Ieri l’ANCI, Associazione Nazionale dei Comuni Italiani, si è affrettata a dichiarare che i comuni italiani sono pronti ad accogliere gli Afghani in fuga dal nuovo regime, e perfino Emmanuel Macron ha posato su Instagram la foto di un cargo proveniente da Kabul con la scritta “bienvenue”. Dichiarata fallita in 24 ore la decennale esportazione della democrazia, siamo subito passati alla importazione del dramma, a conferma di un vecchio adagio che diceva che in fondo la politica estera è solo una questione di import–export.

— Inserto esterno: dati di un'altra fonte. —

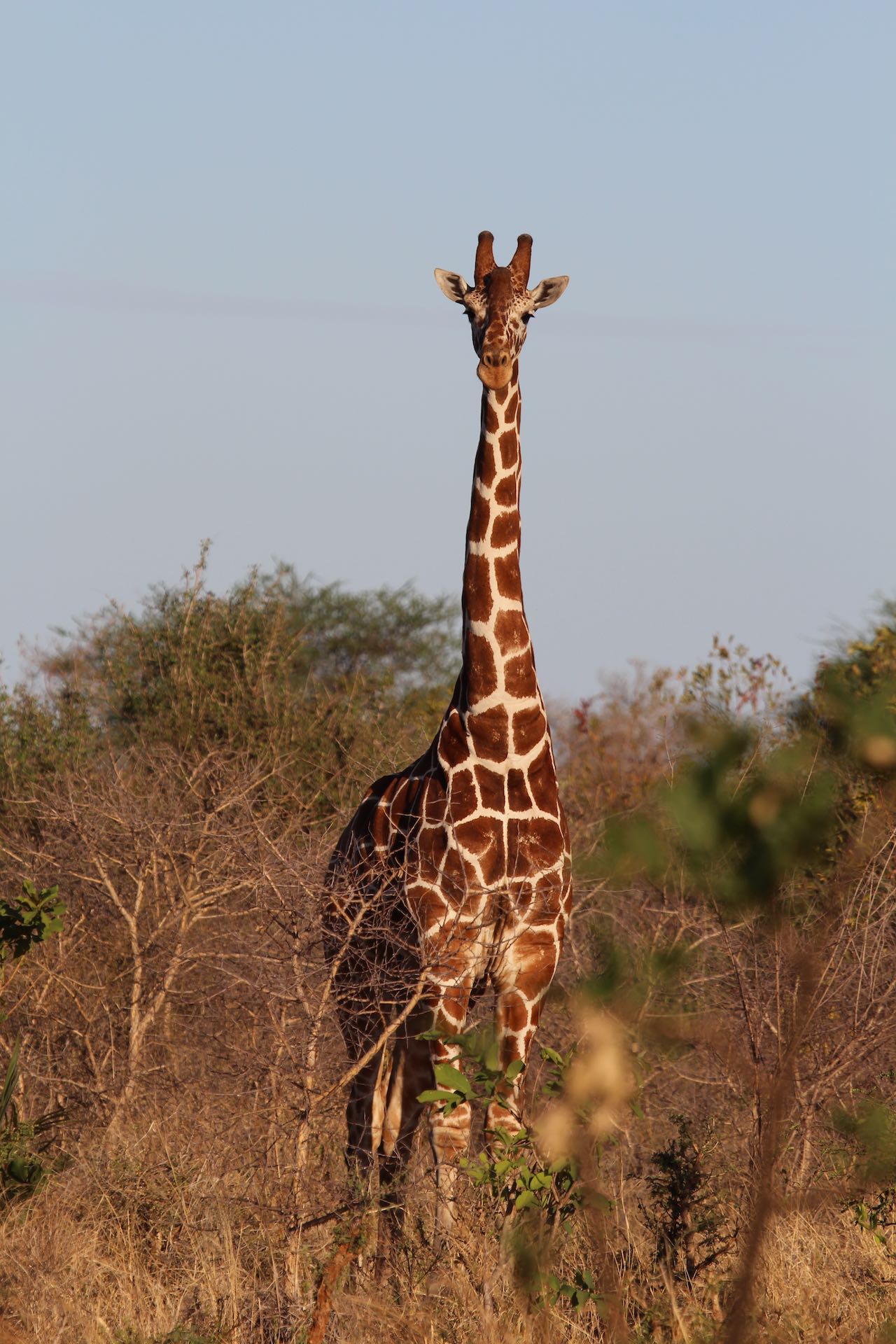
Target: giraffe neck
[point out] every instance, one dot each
(498, 666)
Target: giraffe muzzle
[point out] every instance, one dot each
(495, 368)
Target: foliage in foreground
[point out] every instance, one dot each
(713, 1110)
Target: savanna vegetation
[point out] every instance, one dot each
(713, 1142)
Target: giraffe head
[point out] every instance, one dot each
(498, 305)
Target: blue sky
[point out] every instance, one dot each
(218, 315)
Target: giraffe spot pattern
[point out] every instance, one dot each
(465, 854)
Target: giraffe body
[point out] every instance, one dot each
(456, 872)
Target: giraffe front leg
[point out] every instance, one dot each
(522, 979)
(449, 1135)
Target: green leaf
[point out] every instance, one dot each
(526, 1199)
(450, 1077)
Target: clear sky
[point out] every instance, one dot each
(218, 315)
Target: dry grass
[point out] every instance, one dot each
(183, 1021)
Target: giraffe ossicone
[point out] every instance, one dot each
(456, 872)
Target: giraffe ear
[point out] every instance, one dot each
(453, 286)
(548, 290)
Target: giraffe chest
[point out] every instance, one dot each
(501, 825)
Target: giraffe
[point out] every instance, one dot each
(456, 870)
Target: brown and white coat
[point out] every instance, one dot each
(456, 872)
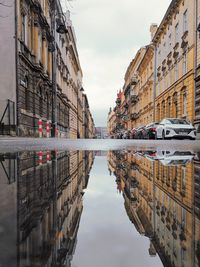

Orde di occidentali che ululano su Facebook contro il Burqa e all’adozione degli afghani tra le foto di una spiaggia e di un piatto di crostacei, militari che battono in ritirata perché i capi delle forze armate hanno lanciato un hashtag su Instagram, e un Paese come il nostro che in 48 ore è passato dalle casse integrazioni e al green pass come unica via per la salvezza dal baratro alla grandeur dell’accoglienza senza se e senza ma, bypassando baldanzosamente le sempre più incipienti e pesanti conseguenze delle tante “accoglienze” più o meno forzose di questi anni. Al Diavolo la geopolitca, la strategia e gli aiuti umanitari, adesso abbiamo i social...a che serve ragionare? Basta un hashtag.